With the increasing migration of communication and information provision to the web, new research methods are emerging to cope with the challenge of understanding the implications of this change. Link analysis is the study of hyperlinks between websites in order to discover (1) why they were created and what they are used for, (2) online networks or patterns of behavior, or (3) insights into reflected patterns of offline behavior.
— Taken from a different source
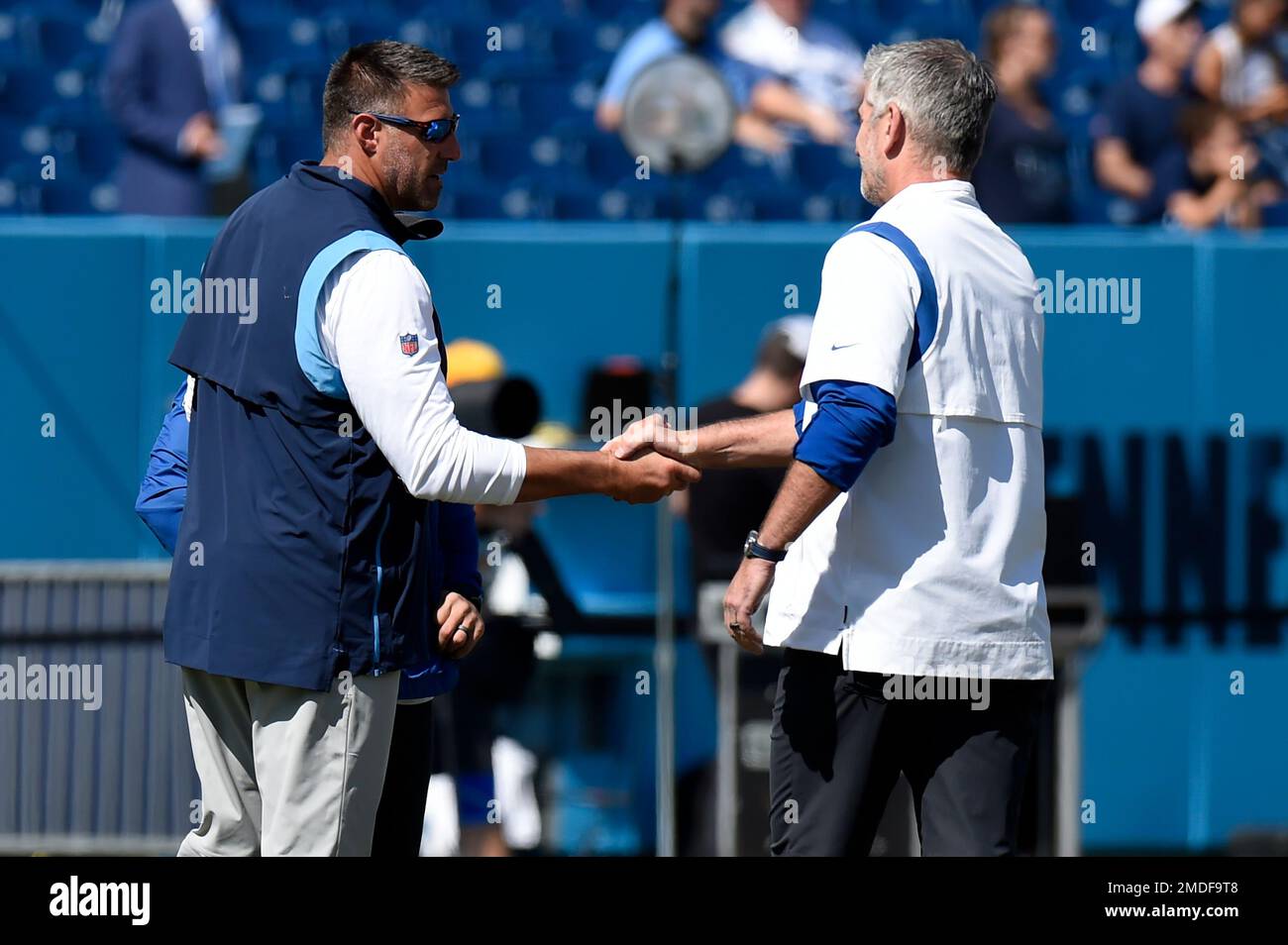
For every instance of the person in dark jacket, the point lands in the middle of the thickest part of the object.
(400, 816)
(172, 67)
Hyperlink analyses have been conducted on themed collections of websites or web pages, such as those owned by a selected group of politicians, universities, or nongovernmental organizations campaigning around a specific issue. Link analysis is particularly suitable for gaining rapid initial insights into offline topics that have an online reflection (e.g., left-right political debates) and for analyzing how the web is used for communication in particular situations (e.g., elections). The strength of hyperlink analysis is the ease with which practitioners can gain fast insights into a topic of interest, especially with the new generation of free link analysis software. The main drawback is the casualness with which links are often created (or not created), which inhibits making strong inferences, forming generalizations, and making future predictions.
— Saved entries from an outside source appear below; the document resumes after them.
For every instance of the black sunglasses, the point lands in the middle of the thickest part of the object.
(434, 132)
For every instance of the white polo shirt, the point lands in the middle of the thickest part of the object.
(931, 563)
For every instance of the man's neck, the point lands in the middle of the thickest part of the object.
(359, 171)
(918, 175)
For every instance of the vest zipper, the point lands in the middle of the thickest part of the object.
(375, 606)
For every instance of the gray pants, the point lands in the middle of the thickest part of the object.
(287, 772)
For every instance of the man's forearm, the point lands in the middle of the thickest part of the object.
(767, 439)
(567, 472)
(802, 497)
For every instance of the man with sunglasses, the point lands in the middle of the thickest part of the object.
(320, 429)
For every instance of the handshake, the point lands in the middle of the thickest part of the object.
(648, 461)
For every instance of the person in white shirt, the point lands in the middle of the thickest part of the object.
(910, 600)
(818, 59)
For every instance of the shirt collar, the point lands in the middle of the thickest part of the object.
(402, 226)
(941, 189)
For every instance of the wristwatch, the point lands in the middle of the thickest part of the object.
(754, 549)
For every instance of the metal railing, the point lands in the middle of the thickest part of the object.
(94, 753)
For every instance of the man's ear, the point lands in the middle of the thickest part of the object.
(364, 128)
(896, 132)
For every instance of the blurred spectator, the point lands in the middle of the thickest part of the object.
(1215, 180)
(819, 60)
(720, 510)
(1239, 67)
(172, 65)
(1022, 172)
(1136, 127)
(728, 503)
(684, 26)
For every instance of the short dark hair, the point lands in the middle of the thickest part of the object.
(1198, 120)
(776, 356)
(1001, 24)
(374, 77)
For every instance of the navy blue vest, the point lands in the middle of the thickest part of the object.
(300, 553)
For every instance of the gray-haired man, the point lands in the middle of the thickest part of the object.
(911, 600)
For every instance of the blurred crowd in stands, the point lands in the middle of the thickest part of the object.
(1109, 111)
It is useful to distinguish between different types of links. A “site outlink” is a hyperlink that points to a page in a different website, whereas a “site self-link” points to a page within the same website. Site self-links are usually ignored because the connections between different sites are more interesting. Site outlinks may expose such things as the site owner’s collaborators and information sources. Similarly, the “site inlinks” of a website are the links pointing to it from other websites. Site inlinks may reveal the importance or uses of a website. Alternatively, the site inlinks may also give information about how important the organization owning the website is and the types of other organizations that link to it. The links within a collection of websites may reveal informative patterns of interconnectivity, such as which is the most central site in the network, and whether there are any clear sub-groups. Potential applications include revealing the interconnection structure of related pressure groups on the web, or exploring politicians’ websites for differences in online networks and uses of the web across the political spectrum.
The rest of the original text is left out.